I think the first time I used a car simulator that felt half-realistic was at McLaren, when it was developing the MP4-12C, in 2011.
McLaren had two at the time. One was pounding virtual Formula 1 race tracks but the other had also been set up so it could aid development of McLaren’s road car.
Back then, using a simulator was still a novelty for a lot of car makers. Today, hardly any would be without one. Or two. Or more. They save time, they save money and, fundamentally, they make race and road cars better. Or at least they should do.
In 2011, Chris Goodwin was McLaren’s chief test driver and oversaw what the simulator was doing. Now he’s doing a similar role for the development of the Aston Martin Valkyrie. The McLaren simulator’s physics software was good. In F1, the differences between simulated laps and what happened when the car got to a circuit was within a tenth of a second. “What happens in here is exactly the same as what happens in the real car,” Goodwin told us at the time.
But the way the simulator told the driver what was going on was quite different from the sensation of a real car. “Once you’ve learned what each movement and feedback means, you start to get it,” Goodwin said.

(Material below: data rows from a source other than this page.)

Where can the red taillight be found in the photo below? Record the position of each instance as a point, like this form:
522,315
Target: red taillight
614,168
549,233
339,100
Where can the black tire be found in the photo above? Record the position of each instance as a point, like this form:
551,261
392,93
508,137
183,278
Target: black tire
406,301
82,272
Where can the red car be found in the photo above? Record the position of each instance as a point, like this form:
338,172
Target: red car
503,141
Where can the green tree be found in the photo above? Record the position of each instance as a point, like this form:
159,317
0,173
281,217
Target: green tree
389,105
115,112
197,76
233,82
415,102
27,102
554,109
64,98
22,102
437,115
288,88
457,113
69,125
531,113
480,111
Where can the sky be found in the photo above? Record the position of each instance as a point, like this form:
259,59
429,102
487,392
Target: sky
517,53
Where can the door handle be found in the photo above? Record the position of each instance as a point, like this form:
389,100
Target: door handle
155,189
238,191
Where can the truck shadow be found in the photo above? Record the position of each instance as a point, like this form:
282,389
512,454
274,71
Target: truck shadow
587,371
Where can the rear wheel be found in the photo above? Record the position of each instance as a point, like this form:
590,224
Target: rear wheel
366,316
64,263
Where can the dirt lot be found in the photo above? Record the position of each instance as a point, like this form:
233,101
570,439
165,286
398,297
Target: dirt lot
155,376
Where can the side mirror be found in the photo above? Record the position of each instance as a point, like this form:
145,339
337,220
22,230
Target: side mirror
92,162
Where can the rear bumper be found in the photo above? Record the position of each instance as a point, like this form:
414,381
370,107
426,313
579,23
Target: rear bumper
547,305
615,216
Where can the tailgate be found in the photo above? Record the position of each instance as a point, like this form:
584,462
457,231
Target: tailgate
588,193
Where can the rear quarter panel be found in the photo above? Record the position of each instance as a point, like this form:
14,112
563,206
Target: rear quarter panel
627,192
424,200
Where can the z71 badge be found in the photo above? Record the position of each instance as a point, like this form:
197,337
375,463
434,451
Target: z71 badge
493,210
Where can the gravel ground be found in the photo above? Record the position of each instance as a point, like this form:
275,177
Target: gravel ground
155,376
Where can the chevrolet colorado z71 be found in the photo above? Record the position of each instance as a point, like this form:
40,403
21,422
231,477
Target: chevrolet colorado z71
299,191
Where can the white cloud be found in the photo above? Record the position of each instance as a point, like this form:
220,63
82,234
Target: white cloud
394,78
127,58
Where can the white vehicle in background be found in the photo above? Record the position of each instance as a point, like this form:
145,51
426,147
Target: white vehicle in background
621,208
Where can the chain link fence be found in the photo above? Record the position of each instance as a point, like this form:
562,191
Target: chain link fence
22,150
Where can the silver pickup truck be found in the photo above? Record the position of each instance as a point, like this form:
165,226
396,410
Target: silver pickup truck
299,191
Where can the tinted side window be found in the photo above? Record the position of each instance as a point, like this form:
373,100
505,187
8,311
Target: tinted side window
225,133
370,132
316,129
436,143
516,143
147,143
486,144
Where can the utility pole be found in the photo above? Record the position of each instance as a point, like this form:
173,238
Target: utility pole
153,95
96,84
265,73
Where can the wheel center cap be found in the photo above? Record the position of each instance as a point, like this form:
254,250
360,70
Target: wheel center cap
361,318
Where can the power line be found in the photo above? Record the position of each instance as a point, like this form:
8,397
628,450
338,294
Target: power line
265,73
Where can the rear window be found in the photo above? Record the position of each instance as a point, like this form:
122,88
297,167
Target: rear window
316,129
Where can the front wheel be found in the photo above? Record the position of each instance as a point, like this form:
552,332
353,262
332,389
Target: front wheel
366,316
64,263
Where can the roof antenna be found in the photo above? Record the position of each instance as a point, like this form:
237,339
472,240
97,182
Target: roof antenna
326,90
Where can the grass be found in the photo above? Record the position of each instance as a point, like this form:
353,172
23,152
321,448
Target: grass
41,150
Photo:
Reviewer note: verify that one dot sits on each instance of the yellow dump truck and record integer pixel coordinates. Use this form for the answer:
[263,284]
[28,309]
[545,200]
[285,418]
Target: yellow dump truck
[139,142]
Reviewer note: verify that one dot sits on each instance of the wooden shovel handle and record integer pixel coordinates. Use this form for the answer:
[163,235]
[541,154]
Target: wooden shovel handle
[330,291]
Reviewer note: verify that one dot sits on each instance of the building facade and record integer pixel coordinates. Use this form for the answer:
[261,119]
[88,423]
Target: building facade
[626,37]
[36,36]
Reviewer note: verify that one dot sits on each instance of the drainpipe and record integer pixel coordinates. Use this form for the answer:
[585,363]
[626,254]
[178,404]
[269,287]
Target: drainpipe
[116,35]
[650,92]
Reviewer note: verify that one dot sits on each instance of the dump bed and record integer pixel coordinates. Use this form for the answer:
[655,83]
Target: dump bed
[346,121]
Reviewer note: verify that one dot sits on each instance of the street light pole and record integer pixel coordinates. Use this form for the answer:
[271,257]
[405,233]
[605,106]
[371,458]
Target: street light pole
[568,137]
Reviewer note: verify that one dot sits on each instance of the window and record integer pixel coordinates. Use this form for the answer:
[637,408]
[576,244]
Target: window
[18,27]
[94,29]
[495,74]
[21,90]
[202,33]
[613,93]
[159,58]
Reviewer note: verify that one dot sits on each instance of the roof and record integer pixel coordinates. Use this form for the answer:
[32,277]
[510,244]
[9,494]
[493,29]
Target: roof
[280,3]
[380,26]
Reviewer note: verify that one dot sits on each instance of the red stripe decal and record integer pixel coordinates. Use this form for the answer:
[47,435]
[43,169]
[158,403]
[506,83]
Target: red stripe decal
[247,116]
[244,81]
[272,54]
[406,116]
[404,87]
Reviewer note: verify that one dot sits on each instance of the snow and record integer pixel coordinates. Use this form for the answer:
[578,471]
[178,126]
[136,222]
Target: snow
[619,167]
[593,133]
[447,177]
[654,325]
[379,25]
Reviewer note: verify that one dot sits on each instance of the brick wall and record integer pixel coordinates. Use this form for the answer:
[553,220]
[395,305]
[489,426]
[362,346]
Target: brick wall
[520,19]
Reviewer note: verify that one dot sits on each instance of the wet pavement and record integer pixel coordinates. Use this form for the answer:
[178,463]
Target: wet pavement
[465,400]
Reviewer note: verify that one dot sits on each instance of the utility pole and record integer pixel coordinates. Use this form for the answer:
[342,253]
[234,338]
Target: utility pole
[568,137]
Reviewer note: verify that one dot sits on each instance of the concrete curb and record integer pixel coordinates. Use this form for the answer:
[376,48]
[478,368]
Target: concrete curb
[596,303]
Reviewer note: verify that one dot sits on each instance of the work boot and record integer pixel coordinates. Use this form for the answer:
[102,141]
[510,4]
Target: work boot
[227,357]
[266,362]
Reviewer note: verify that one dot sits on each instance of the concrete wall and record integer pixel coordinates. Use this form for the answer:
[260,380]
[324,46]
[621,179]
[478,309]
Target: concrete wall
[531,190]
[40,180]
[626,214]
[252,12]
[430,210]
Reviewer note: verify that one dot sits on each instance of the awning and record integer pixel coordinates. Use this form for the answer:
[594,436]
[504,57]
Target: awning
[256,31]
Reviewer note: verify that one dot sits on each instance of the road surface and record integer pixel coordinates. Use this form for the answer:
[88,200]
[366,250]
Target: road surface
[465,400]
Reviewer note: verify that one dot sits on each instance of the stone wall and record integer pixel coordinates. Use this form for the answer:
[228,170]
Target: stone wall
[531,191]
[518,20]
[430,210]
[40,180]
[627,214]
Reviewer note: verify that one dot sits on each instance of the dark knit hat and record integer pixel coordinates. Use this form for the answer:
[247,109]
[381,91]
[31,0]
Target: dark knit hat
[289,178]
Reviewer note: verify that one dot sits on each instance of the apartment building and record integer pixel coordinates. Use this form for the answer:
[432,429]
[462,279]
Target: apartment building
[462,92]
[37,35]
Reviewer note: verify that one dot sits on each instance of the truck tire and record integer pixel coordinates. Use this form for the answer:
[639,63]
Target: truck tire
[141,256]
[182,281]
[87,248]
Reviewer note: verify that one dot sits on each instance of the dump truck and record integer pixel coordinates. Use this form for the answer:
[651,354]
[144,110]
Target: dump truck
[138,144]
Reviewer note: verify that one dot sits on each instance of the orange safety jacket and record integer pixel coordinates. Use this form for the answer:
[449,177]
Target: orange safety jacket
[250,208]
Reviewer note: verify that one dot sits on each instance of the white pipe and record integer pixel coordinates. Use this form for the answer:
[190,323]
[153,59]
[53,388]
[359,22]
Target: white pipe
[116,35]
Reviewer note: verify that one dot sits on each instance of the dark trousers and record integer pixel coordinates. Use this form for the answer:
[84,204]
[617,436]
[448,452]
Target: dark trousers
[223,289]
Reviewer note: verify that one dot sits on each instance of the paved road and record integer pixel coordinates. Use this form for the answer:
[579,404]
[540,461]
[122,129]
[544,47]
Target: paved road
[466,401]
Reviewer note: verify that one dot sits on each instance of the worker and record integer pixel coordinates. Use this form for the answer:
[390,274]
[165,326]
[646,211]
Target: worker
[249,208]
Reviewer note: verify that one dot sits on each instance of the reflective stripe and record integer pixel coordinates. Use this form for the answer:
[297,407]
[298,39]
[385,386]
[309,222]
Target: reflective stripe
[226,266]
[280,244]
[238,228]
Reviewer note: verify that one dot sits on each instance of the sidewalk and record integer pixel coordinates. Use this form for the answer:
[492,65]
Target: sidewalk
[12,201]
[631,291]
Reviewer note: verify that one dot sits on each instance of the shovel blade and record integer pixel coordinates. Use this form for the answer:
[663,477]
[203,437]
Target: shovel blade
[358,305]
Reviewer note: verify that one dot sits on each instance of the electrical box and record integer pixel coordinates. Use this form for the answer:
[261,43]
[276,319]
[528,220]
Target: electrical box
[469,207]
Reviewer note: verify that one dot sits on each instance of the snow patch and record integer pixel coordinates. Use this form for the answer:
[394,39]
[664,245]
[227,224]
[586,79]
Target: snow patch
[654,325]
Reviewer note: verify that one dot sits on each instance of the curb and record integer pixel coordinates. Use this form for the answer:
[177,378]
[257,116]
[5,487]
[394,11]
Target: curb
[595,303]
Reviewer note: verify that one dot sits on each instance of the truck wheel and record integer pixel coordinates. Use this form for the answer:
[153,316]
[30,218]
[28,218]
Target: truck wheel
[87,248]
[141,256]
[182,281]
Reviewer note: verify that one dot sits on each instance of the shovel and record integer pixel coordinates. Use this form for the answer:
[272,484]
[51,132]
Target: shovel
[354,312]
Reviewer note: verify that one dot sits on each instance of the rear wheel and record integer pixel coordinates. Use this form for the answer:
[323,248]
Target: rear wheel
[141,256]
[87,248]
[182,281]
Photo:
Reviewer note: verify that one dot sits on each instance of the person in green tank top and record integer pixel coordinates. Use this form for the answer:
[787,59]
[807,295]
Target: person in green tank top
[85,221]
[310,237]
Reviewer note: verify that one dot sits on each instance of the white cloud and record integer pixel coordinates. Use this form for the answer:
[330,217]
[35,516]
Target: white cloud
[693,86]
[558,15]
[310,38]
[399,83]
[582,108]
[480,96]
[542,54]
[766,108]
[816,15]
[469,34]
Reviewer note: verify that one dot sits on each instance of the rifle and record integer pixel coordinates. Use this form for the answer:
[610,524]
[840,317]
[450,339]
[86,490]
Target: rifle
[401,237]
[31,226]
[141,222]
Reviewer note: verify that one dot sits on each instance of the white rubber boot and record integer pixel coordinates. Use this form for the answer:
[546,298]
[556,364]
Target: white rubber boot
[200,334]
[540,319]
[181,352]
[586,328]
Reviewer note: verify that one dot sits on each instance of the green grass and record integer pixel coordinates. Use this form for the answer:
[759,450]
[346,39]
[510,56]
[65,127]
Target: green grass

I sense that, in the simulated world, much of the eight years since have been spent reducing the difference. The key to a great ‘driver in the loop’ (as in, a person is using it) simulation is that it feels like the real thing. And while the physics get more accurate still, and more advanced software lets engineers model ever more factors, the best sims are ones that make you feel like you’re actually there.